ThetaSteer—the Rust daemon we've been building with Ollama integration—could be that resonance chamber.
ThetaSteer already implements tiered processing:
GREEN (0.7-1.0 confidence) means local Ollama handles autonomously. File reads, status checks, simple searches. This covers approximately 70% of requests.
RED (0.3-0.7 confidence) means human validates. Ambiguous intent, multi-step decisions. This covers approximately 20% of requests.
BLUE (0.0-0.3 confidence) means escalate to Claude. Complex reasoning, architecture decisions. This covers approximately 10% of requests.
The math: If 70% of requests never hit the cloud, that's 90% cost reduction and 10x latency improvement for the majority of interactions.
Today's crash happened because there was no tier system. Everything went to cloud. When MCP servers failed, everything failed. No fallback. No queue. No recovery.
Here's where it gets interesting.
The 12x12 IAMFIM grid creates 144 discrete states. Each state can act as a "key" that unlocks specific context and behavior. You don't need Hilbert-complete metavectors for this to work.
Think about it:
144 cells in the grid provide the foundation for discrete state representation.
Each cell can be P/B/S/H (4 FIM states), giving each position semantic meaning.
Each request has a path through the grid (history), creating context from trajectory.
Each path is a unique "combination lock" that encodes intent and identity simultaneously.

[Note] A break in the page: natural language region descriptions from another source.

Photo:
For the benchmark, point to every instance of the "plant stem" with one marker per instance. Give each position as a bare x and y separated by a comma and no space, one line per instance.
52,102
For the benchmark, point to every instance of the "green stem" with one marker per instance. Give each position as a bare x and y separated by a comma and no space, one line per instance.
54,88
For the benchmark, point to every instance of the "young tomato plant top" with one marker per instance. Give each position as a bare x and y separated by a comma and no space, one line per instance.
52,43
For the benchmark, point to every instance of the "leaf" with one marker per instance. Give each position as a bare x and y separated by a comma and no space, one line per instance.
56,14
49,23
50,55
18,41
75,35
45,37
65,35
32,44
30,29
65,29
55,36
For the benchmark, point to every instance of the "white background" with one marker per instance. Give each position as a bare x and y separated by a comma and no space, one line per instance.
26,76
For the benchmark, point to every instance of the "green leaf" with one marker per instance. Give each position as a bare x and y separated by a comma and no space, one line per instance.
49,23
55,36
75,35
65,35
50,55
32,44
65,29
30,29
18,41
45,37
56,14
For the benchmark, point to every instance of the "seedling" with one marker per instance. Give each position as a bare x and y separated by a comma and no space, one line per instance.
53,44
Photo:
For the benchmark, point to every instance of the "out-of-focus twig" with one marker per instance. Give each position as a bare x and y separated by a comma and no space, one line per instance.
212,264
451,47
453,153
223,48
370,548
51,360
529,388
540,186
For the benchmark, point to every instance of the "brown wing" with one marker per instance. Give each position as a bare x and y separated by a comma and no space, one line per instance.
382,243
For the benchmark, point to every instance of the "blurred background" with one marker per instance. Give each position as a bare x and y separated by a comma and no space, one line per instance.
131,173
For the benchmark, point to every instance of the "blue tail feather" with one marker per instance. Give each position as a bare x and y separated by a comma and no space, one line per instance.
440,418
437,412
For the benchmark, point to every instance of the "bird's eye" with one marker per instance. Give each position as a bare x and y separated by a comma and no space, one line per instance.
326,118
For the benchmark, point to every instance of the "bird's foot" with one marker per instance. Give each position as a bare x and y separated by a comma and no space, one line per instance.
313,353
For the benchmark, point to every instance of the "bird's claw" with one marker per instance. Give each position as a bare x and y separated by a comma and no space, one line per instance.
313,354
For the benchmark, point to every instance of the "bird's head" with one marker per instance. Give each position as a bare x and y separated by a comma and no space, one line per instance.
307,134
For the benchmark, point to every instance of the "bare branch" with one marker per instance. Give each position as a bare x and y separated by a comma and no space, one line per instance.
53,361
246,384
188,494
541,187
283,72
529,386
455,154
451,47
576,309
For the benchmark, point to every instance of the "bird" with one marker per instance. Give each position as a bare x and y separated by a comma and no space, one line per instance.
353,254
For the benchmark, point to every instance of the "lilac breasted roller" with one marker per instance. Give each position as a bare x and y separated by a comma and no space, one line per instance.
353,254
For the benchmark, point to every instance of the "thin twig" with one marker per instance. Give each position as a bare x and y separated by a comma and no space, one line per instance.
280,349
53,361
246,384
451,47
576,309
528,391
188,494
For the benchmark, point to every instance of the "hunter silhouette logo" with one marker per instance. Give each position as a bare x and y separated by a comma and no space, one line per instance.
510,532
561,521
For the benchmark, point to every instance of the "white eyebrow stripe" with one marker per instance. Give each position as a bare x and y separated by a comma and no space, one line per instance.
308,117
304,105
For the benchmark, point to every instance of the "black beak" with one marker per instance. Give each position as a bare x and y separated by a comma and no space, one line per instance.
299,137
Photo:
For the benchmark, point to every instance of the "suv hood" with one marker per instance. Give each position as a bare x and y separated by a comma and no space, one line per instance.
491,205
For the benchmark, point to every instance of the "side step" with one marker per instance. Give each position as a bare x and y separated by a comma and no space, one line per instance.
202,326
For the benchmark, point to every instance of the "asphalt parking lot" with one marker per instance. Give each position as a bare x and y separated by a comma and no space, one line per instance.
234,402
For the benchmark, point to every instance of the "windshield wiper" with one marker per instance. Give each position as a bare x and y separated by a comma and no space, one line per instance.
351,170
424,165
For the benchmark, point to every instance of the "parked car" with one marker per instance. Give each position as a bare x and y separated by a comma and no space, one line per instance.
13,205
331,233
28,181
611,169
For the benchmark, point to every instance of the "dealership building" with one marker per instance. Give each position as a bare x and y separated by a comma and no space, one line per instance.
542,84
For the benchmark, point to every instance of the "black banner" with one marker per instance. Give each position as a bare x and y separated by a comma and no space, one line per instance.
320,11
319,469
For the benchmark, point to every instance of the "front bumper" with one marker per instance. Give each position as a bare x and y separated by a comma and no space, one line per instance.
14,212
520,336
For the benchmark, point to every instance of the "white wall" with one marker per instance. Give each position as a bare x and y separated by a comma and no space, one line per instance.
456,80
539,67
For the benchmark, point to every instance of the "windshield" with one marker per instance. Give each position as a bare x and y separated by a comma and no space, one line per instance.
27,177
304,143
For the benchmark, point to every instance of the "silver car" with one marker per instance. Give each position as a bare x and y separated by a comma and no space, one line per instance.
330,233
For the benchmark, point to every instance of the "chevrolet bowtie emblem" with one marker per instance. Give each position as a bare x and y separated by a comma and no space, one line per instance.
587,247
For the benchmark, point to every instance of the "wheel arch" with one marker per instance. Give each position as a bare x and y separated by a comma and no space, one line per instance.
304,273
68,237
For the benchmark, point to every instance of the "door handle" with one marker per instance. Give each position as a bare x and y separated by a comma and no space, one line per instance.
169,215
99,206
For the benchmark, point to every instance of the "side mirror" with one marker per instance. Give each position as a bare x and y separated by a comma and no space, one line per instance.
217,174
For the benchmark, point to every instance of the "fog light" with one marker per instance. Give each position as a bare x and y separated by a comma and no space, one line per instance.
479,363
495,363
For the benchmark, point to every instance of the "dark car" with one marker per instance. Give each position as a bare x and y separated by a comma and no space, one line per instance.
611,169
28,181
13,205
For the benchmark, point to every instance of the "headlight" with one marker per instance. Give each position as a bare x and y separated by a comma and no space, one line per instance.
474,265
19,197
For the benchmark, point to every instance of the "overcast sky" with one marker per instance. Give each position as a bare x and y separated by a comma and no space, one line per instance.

The combinations are astronomical: 4^144 possible state configurations. But you don't need to enumerate them. You just need the current key.
The insight: Metavectors don't have to be Hilbert-complete to be useful. A 12x12 discrete grid, properly indexed, gives you:
O(1) lookup for current state because the grid position is directly addressable.
O(n) path reconstruction for context by walking the history of grid positions.
Infinite practical combinations emerge from the astronomical state space (4^144).
No infinite-dimensional math required because discrete indexing replaces Hilbert completeness.
It's the difference between a theoretical infinite vault and a practical combination lock. Both secure. One actually works.
This isn't theoretical. The Rust codebase exists:
Circuit Breaker (circuit_breaker.rs) detects failures, opens circuit, attempts recovery. Today's crash would have been caught.
Degraded Mode Manager (degraded_mode.rs) queues prompts when cloud unavailable. Priority-based queueing drains on recovery.
Ollama Client (ollama.rs) provides local LLM with self-healing JSON parsing, RGB tier classification, and context summarization.
Claude Escalation (claude.rs) handles user-initiated cloud calls with burst mode summarization and drift verification.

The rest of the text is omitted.